Les cent millions restants, je les consacrerai à doubler les salaires des enseignants, des infirmiers et aides-soignants, à donner des bourses pour des étudiants dont les parents n’ont pas beaucoup de moyens. Je ferai construire une bibliothèque par quartier; j’inciterai les jeunes à lire en leur offrant des livres et des cadeaux, genre des fringues à la mode. Tu veux des baskets de telle marque? T’as pas les moyens de te les payer? Alors, tu lis ce livre, tu m’en fais un compte-rendu et je t’offre les chaussures de tes rêves.

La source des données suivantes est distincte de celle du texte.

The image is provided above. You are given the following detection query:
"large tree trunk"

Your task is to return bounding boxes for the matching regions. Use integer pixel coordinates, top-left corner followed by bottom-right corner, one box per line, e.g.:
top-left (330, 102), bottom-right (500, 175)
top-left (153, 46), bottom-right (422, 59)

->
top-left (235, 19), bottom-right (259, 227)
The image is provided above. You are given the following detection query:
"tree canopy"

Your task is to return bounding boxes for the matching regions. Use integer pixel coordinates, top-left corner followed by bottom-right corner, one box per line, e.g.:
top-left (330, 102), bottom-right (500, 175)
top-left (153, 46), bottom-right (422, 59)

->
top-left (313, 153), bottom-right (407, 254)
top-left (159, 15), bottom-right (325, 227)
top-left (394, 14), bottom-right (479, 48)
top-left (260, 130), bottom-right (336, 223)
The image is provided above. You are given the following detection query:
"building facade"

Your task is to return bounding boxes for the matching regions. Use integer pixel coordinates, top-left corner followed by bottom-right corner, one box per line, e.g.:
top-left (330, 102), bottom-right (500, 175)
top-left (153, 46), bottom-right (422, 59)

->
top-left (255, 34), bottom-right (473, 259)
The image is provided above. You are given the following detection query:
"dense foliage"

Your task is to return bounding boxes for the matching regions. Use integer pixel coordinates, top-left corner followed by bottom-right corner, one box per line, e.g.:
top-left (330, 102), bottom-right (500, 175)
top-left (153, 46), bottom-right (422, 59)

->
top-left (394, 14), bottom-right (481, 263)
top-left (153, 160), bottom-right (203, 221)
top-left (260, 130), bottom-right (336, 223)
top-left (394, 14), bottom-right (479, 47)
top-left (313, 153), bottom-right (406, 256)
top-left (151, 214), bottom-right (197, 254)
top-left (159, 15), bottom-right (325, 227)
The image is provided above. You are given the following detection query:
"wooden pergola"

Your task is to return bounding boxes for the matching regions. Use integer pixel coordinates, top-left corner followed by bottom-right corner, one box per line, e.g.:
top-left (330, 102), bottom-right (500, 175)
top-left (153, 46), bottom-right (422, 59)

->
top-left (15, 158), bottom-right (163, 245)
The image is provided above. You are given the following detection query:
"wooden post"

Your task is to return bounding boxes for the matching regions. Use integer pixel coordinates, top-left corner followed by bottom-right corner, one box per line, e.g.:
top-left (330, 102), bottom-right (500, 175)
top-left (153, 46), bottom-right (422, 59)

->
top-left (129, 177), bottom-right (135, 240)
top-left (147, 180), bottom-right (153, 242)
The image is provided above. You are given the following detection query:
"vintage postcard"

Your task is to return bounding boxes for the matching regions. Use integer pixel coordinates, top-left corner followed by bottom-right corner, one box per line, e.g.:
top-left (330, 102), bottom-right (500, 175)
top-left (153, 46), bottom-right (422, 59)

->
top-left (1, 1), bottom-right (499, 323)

Quant à mon plaisir personnel, je me contenterai d’un séjour dans une petite maison à l’Ourika, l’hiver et l’été j’irai en Toscane dans une ferme où l’on fabrique de l’huile d’olive.
Ensuite, j’ouvrirai une belle salle de cinéma dans chaque ville et village où on projettera les chefs d’œuvres du cinéma mondial; que des films classiques en version originale sous-titrée en arabe et en français.
J’ai oublié d’envoyer, en guise de remerciements, un immense bouquet de roses marocaines très parfumées à la première dame du dirigeant de l’État Machin, signataire du fameux chèque. Je le ferai tout à l’heure.
Au fait, combien coûte un avion Boeing 747 flambant neuf, l’intérieur aménagé pour qu’un président d’une grande puissance puisse se sentir hyper à l’aise?
Une voix me répondit:
- Quatre cents millions de dollars!
- Non, finalement je préfère dépenser cet argent pour des causes humanitaires. Un avion coûterait cher à entretenir. Et puis, j’aime bien voyager en train, surtout le Boraq.
Je me réveillai en sursaut. Rêve ou cauchemar? J’étais dans un état étrange. Soudain, je me rendis compte que nous étions lundi et que je n’avais pas encore écrit ma chronique pour Le360.